Dans la pratique de Médecins Sans Frontières, qui depuis bientôt quatre décennies intervient dans des situations de conflits armés, on peine à trouver le souvenir d'une telle hécatombe de civils en si peu de temps. Que ce soit à Mogadiscio en Somalie, au Kivu dans l'Est du Congo, au Sri-Lanka et même au Darfour, aucune de ces guerres n'a donné lieu à des opérations provoquant tant de morts par violences directes, en un si court laps de temps. Il nous faut remonter au pilonnage de Grozny, capitale de la Tchétchénie, par l'armée russe en décembre 1999 pour retrouver des taux de mortalité du même ordre sur une aussi courte période: au moins 260 morts à Grozny en cinq jours, entre le 2 et le 7 décembre 1999.

En recevant le prix Nobel de la paix, à Oslo, le 10 décembre 1999, nous avions lancé un appel à Boris Eltsine pour qu'il nous autorise l'accès aux blessés et surtout qu'il fasse cesser ces bombardements non discriminés. En vain. Les appels des Nations unies et du CICR n'ont pas eu plus d'effets à Gaza. Il ne s'agit pas ici de dresser un palmarès de l'horreur mais de dire que l'attaque israélienne sur la bande de Gaza est menée avec autant de cynisme et d'irrespect pour les civils que les guerres auxquelles les équipes de MSF ont été confrontées ces dernières années.

Ajoutons que le bilan est aggravé par le fait que ces violences s'abattent sur une population totalement captive, qui ne peut pas fuir pour se mettre à l'abri. L'équipe de MSF travaille au côté des équipes palestiniennes épuisées, dans des hôpitaux débordés. Mais de nombreux blessés ne sont pas pris en charge, faute pour eux de pouvoir rejoindre les hôpitaux, ou d'être rejoints par des soignants, en raison des tirs et des bombardements qui n'épargnent ni les ambulances, ni les hôpitaux, ni les blessés et le personnel médical qui tentent de se déplacer.

La trêve quotidienne de trois heures instaurée le 7 janvier, qui ne s'applique qu'à la ville-même de Gaza, a été totalement insuffisante pour permettre d'organiser l'évacuation et les premiers soins de tous les blessés. En effet, à la périphérie, les bombardements se sont poursuivi de façon incessante ne laissant aucune chance aux blessés de ces zones de pouvoir être secourus. Aujourd'hui, cette fameuse trêve devait se dérouler de 12h00 à 15h00. Au même moment, les combats faisaient rage dans la ville même de Gaza et l'un des hôpitaux de Gaza, l'hôpital Al Qods, était bombardé !
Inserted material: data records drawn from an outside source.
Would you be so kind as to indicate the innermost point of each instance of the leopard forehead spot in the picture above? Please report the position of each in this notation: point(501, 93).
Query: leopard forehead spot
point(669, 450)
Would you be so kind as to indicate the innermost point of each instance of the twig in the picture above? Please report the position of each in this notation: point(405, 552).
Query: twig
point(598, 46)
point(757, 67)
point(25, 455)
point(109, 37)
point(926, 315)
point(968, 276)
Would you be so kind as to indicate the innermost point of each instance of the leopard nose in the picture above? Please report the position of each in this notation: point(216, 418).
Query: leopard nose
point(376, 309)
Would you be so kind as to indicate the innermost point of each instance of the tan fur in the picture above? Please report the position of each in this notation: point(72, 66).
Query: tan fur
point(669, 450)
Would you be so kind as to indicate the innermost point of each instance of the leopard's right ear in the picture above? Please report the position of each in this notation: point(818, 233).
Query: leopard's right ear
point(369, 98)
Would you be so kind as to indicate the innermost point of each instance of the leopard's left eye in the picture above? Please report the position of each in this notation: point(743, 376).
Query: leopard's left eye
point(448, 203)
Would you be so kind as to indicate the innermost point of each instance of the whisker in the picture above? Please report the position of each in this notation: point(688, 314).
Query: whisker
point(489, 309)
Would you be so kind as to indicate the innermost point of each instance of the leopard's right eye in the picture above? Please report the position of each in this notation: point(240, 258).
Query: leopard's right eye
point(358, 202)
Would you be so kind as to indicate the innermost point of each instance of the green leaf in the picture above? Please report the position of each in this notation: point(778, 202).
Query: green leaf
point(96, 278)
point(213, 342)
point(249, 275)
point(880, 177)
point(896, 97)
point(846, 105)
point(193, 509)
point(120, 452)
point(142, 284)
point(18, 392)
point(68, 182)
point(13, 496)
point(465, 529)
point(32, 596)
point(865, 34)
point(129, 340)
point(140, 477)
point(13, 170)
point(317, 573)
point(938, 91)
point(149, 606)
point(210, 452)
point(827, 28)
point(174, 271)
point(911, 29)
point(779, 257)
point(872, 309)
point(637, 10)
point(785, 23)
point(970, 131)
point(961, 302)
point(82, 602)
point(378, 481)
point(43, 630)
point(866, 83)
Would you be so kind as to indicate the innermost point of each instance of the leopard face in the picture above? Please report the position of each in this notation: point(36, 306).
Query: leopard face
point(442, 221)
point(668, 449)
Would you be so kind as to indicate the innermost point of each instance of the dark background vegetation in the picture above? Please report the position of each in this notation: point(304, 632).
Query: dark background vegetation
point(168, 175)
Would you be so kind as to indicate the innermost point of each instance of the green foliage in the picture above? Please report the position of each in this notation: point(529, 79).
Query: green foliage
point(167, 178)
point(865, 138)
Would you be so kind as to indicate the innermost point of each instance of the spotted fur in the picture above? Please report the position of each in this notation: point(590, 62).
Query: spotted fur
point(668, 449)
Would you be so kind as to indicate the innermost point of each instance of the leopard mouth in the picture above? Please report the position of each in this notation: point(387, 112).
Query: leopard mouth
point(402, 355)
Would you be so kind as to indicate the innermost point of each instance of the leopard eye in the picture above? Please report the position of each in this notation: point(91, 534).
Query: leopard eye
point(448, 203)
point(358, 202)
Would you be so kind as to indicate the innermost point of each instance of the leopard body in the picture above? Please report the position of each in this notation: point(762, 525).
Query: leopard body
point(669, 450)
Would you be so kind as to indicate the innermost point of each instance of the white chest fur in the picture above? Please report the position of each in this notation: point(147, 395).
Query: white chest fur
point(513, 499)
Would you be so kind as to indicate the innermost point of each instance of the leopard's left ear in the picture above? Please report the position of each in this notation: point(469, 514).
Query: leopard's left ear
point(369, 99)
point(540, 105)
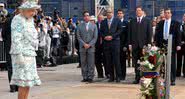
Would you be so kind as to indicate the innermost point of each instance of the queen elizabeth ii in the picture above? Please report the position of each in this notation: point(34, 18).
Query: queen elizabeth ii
point(23, 46)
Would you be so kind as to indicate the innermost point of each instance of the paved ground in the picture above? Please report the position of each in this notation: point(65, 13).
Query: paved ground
point(63, 82)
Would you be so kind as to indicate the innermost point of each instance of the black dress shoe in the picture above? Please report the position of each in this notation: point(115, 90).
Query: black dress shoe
point(117, 80)
point(111, 80)
point(178, 75)
point(78, 66)
point(173, 83)
point(90, 81)
point(84, 80)
point(136, 82)
point(100, 76)
point(12, 90)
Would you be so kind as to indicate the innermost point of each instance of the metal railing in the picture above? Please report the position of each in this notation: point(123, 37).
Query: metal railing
point(2, 53)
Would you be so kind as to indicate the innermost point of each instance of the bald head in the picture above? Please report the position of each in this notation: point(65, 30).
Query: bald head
point(100, 18)
point(109, 13)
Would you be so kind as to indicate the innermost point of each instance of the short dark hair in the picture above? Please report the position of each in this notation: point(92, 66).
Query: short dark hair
point(120, 10)
point(167, 9)
point(139, 7)
point(85, 12)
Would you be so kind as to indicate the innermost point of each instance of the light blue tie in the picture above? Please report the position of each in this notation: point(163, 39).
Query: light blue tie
point(166, 30)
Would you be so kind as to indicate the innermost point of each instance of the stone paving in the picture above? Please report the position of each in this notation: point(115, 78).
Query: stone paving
point(63, 82)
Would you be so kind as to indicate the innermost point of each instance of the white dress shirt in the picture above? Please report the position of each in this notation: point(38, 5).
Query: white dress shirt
point(166, 35)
Dans ce contexte, il est urgent et impératif que les autorités israéliennes mettent un terme à cette offensive ou transforment radicalement leurs méthodes de combat pour qu'il soit enfin possible d'aller chercher tous les blessés, de les prendre en charge et de les évacuer afin de les soigner à l'abri des bombardements.

Au delà des blessés, c'est la population de Gaza toute entière qui doit pouvoir se mettre à l'abri et trouver les moyens de survie et de protection auxquels elle n'a plus accès aujourd'hui.

A ce jour, ces conditions minimales, prévues par les Conventions de Genève, ne sont toujours pas remplies.

Force est de constater que, contrairement à ce qu'affirme le gouvernement israélien, la façon dont la guerre est menée aujourd'hui à Gaza ne respecte pas les règles du droit international humanitaire applicables à un conflit armé. Laisser croire le contraire reviendrait à conforter la violence par le mensonge.


Docteur Marie-Pierre Allié, Présidente de la section française de Médecins Sans Frontières.